Certainly Geithner has his buddies in the financial world.

His problem is more personal, as he forgets to pay his taxes like many of us - only his taxes are 100 times larger.

The most outstanding example of corruption in government is what goes on between lobbyists, the groups they represent, and Congress.

There were more than 34,000 lobbyists as of June 2006 - just imagine.

There are 435 members of the House and 100 members of the Senate.

It seems both houses of Congress must be well-served with lobbyist perks.

Lobbyists are essentially hired by corporations and organizations to protect and promote their interests and get their way in government policy.

Groups or corporations want access to Congress so they can push through legislation favorable to themselves and make sure Congress doesn't pass some bill that is unfavorable to them.

It ends up being a pay-to-play game where Congressmen are forced to play because they need the millions that lobbyists provide them for re-election.

Some say we have the best-paid Congress money can buy.

The courts have ruled that the activities of lobbyists providing re-election funds and other favors to political representatives are protected as free speech.

The McCain-Feingold bill enacted June 11, 2002, and earlier laws, tested in the courts, do establish some limits, but the money still finds its targets.

One substantial answer to the electoral problem of corruption is to incorporate public financing for all elections as we already do now with the office of president.

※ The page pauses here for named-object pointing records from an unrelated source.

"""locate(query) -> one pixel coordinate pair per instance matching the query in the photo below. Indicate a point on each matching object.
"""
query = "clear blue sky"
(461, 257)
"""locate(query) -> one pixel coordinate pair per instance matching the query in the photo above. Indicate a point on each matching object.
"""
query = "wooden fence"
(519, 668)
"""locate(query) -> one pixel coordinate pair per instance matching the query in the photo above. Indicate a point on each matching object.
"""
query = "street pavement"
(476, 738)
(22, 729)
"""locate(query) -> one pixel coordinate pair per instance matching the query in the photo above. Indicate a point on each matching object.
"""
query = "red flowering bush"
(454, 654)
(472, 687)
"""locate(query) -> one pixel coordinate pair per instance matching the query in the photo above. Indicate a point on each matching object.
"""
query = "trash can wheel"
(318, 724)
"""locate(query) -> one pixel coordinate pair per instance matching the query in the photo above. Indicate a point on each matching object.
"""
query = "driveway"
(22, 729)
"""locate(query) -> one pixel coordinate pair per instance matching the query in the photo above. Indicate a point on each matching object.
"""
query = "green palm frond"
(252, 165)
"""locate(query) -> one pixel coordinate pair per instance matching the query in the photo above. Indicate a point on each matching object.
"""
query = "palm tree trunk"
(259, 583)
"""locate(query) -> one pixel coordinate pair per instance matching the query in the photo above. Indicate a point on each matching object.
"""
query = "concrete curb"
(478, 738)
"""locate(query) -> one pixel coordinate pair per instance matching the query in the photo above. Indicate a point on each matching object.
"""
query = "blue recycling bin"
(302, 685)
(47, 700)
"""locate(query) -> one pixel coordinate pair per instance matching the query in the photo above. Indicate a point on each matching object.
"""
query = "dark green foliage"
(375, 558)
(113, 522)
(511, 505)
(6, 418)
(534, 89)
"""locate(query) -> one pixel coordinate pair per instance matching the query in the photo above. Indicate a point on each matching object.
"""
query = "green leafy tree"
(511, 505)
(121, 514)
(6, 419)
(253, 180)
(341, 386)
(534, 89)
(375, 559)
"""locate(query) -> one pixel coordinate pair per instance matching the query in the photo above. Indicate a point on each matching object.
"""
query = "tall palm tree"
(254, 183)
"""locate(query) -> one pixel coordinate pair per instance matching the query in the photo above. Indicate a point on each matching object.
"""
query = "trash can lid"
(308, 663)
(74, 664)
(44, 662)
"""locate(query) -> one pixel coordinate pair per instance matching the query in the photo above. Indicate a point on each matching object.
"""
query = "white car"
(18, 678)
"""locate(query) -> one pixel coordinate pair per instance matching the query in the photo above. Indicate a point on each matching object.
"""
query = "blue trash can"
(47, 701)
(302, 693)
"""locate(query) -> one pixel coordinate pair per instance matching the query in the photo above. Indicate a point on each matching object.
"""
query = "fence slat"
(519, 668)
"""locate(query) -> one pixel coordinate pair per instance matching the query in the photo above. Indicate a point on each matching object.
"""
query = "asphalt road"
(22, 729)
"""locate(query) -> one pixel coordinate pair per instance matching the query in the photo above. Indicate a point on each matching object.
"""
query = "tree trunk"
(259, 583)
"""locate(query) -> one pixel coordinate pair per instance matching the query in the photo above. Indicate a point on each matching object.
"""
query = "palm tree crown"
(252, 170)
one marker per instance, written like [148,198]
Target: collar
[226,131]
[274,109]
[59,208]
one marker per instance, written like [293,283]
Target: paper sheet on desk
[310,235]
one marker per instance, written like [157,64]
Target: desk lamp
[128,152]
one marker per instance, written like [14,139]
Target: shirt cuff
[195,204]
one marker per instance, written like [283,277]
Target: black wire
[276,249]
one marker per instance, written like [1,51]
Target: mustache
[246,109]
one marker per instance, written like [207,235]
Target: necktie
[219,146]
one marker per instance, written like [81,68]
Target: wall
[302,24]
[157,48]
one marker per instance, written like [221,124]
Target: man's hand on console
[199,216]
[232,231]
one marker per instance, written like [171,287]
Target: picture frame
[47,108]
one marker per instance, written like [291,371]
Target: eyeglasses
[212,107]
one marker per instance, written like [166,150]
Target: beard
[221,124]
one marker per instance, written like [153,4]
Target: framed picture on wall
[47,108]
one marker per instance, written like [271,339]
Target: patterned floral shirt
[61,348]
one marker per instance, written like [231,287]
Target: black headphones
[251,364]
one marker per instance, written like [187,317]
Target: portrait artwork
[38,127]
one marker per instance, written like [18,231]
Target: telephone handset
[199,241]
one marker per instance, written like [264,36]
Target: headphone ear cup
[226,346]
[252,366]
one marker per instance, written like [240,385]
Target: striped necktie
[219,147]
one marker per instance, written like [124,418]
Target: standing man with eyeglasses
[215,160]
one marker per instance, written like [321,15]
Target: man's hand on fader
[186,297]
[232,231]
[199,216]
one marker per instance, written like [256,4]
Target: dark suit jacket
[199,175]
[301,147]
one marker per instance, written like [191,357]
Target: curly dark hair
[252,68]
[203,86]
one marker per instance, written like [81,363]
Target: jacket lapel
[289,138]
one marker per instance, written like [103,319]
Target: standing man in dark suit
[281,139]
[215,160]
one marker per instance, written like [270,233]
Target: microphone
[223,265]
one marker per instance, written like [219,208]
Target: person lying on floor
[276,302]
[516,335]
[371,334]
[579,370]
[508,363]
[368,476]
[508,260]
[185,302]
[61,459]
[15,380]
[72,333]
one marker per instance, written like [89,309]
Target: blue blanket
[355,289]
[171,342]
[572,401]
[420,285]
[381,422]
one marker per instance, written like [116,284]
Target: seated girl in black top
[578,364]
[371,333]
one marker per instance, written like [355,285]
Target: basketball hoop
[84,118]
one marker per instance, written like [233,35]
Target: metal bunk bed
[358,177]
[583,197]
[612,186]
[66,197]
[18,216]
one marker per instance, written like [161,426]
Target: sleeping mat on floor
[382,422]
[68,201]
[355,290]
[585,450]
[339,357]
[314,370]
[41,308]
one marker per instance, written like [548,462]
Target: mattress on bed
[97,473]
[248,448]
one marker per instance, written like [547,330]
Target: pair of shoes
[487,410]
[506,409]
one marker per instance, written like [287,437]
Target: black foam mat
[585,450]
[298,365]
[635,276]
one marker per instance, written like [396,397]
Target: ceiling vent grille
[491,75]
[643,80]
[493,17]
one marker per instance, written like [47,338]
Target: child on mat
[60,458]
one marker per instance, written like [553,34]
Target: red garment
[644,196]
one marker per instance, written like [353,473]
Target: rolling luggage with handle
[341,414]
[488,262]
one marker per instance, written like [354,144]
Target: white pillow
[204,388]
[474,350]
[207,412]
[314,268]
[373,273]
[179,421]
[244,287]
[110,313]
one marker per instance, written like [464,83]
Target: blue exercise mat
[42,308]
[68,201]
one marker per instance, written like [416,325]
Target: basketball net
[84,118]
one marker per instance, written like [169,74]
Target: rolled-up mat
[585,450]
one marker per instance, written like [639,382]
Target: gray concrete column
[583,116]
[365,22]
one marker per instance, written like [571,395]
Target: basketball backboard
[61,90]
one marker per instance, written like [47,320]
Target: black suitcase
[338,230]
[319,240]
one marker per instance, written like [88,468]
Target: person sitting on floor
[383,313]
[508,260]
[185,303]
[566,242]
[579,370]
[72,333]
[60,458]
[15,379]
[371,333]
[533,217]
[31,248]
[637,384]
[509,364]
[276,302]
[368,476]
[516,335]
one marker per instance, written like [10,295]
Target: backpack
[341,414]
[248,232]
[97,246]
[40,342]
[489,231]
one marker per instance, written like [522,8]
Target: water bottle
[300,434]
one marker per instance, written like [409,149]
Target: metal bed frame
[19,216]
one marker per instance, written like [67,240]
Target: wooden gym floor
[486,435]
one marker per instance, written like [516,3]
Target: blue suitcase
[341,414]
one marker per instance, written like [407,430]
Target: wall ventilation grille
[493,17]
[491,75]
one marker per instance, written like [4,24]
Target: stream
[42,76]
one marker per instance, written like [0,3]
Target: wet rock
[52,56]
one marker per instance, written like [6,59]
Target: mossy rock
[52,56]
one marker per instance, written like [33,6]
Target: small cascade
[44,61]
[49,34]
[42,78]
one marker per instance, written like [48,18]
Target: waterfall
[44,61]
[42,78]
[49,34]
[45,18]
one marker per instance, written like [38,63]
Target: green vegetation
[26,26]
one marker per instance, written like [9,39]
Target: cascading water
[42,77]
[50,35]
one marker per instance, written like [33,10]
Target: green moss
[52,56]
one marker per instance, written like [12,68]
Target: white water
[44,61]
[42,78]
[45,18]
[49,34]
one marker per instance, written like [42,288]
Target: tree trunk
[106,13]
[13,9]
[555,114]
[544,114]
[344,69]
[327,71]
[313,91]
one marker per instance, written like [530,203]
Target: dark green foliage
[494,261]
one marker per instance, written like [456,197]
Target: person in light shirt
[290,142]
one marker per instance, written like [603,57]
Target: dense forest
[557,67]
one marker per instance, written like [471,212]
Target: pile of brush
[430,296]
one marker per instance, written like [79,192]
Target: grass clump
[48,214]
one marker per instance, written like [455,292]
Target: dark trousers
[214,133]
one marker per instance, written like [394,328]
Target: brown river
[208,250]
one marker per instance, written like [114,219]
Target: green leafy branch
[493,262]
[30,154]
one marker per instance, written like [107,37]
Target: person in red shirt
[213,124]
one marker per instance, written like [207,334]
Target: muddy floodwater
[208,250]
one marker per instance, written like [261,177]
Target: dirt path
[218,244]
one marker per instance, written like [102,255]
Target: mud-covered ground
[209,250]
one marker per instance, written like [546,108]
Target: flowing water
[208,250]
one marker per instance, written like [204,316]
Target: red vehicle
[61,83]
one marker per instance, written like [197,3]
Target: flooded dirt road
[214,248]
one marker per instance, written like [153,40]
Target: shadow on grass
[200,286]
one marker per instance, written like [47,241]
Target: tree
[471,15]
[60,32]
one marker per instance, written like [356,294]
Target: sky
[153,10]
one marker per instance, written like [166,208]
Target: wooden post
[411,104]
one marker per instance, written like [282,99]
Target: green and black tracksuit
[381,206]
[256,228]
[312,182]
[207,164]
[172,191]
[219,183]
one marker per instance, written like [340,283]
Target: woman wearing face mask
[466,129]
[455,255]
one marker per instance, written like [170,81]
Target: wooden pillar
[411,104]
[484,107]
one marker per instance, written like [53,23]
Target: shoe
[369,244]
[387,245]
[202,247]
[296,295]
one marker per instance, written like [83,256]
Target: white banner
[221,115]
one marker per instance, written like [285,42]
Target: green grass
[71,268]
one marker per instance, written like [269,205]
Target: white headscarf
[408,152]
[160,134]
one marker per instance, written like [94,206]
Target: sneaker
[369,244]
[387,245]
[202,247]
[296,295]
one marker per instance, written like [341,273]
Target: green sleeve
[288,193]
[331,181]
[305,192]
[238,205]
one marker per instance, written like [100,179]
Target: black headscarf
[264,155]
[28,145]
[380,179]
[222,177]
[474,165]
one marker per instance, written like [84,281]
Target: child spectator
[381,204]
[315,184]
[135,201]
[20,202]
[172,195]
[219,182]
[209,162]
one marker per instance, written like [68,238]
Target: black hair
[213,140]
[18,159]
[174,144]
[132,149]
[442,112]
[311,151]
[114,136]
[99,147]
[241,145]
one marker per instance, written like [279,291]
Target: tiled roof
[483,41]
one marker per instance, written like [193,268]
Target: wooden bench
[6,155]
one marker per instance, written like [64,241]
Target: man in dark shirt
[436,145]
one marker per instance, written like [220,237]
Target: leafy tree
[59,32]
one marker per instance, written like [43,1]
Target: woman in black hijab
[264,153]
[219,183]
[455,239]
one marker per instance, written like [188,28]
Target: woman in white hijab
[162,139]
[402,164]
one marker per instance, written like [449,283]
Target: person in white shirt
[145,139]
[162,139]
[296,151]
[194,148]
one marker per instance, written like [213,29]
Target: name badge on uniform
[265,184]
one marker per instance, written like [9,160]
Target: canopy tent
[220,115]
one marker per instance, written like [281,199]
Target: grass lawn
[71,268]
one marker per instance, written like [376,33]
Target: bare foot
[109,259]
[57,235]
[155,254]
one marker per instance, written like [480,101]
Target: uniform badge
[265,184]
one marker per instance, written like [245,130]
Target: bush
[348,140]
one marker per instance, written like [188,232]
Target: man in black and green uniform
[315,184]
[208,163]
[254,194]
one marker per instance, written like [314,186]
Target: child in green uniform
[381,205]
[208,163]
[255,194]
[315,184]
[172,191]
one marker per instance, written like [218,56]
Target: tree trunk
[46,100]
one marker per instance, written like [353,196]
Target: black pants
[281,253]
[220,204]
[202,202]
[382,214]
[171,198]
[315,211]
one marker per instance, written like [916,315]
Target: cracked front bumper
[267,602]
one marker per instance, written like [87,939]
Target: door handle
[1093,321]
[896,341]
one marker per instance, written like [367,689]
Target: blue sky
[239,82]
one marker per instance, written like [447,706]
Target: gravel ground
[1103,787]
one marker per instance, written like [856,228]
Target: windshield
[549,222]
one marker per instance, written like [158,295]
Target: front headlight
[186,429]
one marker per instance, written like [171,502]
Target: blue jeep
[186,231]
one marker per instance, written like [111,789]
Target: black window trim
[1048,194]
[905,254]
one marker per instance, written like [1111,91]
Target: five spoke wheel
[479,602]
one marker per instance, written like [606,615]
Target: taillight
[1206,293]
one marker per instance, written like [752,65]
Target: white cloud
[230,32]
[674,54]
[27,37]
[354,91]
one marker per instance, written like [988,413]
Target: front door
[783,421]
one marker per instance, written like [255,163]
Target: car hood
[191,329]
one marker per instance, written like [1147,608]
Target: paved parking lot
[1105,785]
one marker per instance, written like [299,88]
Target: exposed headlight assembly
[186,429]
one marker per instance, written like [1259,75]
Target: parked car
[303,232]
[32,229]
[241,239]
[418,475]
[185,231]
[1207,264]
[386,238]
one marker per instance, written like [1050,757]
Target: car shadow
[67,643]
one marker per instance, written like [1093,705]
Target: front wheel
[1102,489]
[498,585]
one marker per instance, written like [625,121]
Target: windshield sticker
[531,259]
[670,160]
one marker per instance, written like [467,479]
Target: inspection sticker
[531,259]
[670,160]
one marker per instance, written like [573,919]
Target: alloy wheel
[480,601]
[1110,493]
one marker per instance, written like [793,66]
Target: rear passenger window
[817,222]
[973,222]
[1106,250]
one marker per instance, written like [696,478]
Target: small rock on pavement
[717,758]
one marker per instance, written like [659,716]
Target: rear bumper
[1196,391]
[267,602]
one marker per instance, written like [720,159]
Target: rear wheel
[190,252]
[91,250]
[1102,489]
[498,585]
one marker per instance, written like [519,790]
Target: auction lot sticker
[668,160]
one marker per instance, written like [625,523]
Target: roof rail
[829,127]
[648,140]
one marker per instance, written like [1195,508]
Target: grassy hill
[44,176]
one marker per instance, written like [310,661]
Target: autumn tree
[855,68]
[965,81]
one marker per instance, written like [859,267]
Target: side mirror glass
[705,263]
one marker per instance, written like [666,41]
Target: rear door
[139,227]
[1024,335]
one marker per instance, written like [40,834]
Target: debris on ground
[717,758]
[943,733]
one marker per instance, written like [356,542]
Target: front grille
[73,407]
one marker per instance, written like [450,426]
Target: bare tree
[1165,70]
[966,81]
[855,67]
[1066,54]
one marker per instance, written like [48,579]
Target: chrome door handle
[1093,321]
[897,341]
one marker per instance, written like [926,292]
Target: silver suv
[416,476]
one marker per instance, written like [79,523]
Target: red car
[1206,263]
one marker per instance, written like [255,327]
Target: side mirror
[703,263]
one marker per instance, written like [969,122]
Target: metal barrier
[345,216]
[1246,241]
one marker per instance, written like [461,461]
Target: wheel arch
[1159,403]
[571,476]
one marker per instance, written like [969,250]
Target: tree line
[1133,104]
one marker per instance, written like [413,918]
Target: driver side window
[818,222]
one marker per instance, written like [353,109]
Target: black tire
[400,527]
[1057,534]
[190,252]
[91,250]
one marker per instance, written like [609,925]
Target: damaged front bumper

Maine and Arizona currently are experimenting with the concept.

As individuals we need to push for this method, even though it may be too soon for universal acceptance.

The monied interests will fight it all the way. They depend too much on purposeful corruption.

Until then, to be patriotic is to support the best system of government in the world - even if it really represents the influence of money more than its people.

Phil Rizzo is a Santa Clarita resident. His column reflects his own views and not necessarily those of The Signal. "Full Speed to Port!" appears Wednesdays in The Signal.